I’m not sure if I hear her or feel her presence first. Common sense tells me I can’t really feel someone’s presence, but I swear a wave of electricity zings up my spine seconds before the sound waves of Dakota’s rich, honeyed laughter reach my ears. My cock twitches at the sound.
Playing it cool, I continue to fill my plate with food from the buffet line—eggs, bacon, hash browns, and fruit—while listening to her greet everyone else in the room. I’m not facing her; nevertheless, I sense the moment her gaze finds me. I’m already sporting a semi. Fucking hell.
Once I’ve topped my plate with a waffle, I spin around to face her, only to have the air deflate from chest by the scene in front of me. What the fuck?
Looking ridiculously fresh-faced in a red-and-white-striped dress with her wavy, golden blonde hair framing her face, Dakota and Emilia’s brother, Gabe, are listening to Gunner tell one of his many exaggerated racing stories. Well, Gabe is watching Gunner, but even though Dakota’s laughing at the right places, her eyes are trained on me. She’s waiting for me to find her.
The problem with the entire image, the thing that has blood roaring in my ears, is Gabe’s arm, which is slung around Dakota’s neck. Possessively. Purposefully. I have no idea why it pisses me the fuck off, but it does, and it makes me wonder what all I missed last night.
She props her hands on her hips and raises her eyebrows at me. Don’t Hulk out on me again. You’re overreacting.
Overreacting, my ass. Two can play this game.
I give her my best bored face.

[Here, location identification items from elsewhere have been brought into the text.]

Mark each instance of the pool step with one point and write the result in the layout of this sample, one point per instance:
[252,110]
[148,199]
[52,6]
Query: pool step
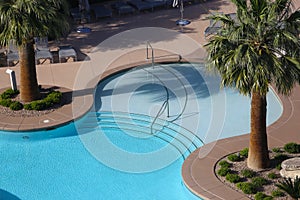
[141,126]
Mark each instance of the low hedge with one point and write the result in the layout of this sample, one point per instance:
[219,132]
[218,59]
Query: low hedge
[52,98]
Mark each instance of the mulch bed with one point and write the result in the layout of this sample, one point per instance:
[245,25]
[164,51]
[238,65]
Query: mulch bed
[237,167]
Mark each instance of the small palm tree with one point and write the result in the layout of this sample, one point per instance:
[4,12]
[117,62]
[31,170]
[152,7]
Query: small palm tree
[291,187]
[258,49]
[21,21]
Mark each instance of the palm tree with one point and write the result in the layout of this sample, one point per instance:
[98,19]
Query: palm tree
[259,48]
[21,21]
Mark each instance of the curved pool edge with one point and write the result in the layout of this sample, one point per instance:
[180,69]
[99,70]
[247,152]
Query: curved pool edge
[198,172]
[79,104]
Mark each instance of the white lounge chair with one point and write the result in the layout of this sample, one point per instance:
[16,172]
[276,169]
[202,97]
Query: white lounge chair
[12,53]
[42,50]
[66,52]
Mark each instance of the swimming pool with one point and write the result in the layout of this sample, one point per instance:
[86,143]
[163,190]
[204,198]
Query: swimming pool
[94,158]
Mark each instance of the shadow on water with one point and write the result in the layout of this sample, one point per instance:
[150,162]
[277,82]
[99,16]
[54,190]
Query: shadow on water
[4,195]
[178,78]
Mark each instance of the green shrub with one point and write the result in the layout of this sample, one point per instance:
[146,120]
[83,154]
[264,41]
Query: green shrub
[291,187]
[272,175]
[278,166]
[234,158]
[259,181]
[9,93]
[246,187]
[5,102]
[248,173]
[224,163]
[27,106]
[244,152]
[15,105]
[276,150]
[54,97]
[223,171]
[232,178]
[278,193]
[280,157]
[292,147]
[262,196]
[38,105]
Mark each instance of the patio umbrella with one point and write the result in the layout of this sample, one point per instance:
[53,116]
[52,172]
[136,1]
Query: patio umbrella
[84,8]
[84,5]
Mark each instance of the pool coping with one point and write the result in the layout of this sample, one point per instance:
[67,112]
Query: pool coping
[198,169]
[78,105]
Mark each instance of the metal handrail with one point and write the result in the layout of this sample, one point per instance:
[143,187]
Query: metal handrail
[164,105]
[185,91]
[152,52]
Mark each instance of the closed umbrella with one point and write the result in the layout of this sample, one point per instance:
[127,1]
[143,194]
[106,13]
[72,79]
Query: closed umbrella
[84,8]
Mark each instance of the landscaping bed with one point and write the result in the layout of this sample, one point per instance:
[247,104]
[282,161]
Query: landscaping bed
[233,171]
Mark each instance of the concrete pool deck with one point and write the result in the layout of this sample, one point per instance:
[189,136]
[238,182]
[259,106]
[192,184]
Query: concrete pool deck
[198,173]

Fine, we’ll do this your way.
Breaking eye contact with her, I stride across the room and sprawl across the seat next to Meghan. She leans in to hug me good morning when I l
ower myself into the chair, purposely rubbing her big ol’ titties against my arm. Then, less than a minute later, she accidentally drops her fork and has to drop down on her knees near my lap to retrieve it under the table. Wow, this is too fucking easy.

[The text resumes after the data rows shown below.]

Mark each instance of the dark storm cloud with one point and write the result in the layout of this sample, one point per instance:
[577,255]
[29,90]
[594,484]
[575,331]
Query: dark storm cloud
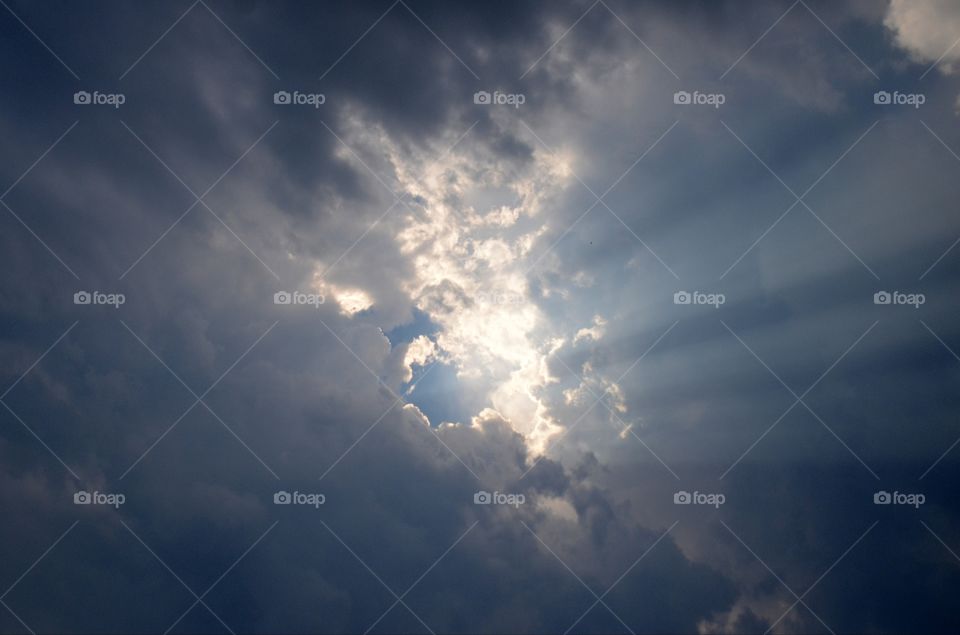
[292,408]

I look up to find Dakota, dying to see the expression on her face, but she and her buddy, Gabe, are too busy fixing themselves plates. Her back is to me, so she didn’t see a single thing. Damn it.

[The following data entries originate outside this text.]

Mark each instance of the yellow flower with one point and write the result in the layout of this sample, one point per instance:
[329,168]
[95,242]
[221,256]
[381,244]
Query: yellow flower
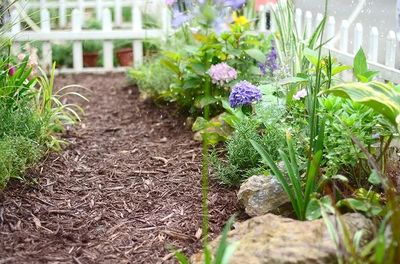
[239,20]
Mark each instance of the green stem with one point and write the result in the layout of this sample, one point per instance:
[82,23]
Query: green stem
[205,171]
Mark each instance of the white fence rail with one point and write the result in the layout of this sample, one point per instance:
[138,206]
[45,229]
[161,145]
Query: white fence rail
[63,8]
[344,47]
[341,44]
[136,33]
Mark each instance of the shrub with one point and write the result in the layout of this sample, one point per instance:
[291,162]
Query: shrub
[242,160]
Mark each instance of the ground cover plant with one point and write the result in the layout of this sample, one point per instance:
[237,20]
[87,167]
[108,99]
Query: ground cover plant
[267,105]
[31,113]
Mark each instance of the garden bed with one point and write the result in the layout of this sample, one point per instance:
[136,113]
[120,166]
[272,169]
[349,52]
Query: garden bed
[127,189]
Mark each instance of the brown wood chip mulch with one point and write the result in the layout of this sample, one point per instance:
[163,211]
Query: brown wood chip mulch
[126,190]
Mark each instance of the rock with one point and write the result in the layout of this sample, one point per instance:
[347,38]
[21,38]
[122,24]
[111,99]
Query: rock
[274,239]
[262,194]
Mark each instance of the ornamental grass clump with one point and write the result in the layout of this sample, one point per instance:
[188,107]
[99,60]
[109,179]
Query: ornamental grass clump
[244,93]
[222,73]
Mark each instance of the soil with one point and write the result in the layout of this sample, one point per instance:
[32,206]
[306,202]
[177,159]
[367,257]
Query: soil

Gunner, Emmy Sue, Dakota, Gabe, and Rhino, all armed with plates piled high with breakfast goodies, head toward us. Just like it happens in the movies, everyone sits, leaving the chair directly across from me as the only one open for her. Unfortunately, it’s also right next to Gabe.
I stay uncharacteristically quiet through most of the conversation as they talk about things that happened last night at the wedding. I don’t have much to add. Each time I try to get Dakota’s attention to send her a message, she’s looking off somewhere else. Almost on purpose.
When Gabe shifts in his chair to aim his conversation strictly to Dakota, my brow furrows. I’m not sure what’s going on with this dude who’s a bit too boy band for me, but I don’t trust him. I don’t care if he is Emmy Sue’s brother.
“How long is your break from classes again?” he asks, not nearly as smoothly as he probably hoped.
“Three weeks. I go back July eleventh. Why? When do you go back to Seattle?”
He clears his throat then takes a long drink of water. “This Thursday,” he eventually replies. “I was wondering if you wanted to go to a concert at Red Rocks on Tuesday.”
“She can’t,” I blurt out, dropping my fork and knife on the plate. The sudden outburst along with the clanging of silverware draws the attention of those close by, but I don’t give a shit. I’m putting a stop to this little fucker’s play before it gains any traction.
“Excuse me?” she scoffs, glaring at me with furrowed brows. “Do you want to enlighten me as to why I can’t do something?”
Damn, she’s sexy when she’s mad. I’m going to have to get her riled up regularly. “Because we leave for our road trip to the X-Games tomorrow morning. Remember the one with you, me, Emmy Sue, and Gunner that we talked about last night in my room?” I throw her my best boyish grin before glancing over at Emmy Sue. “I thought you’d appreciate some female company for your last bus trip.”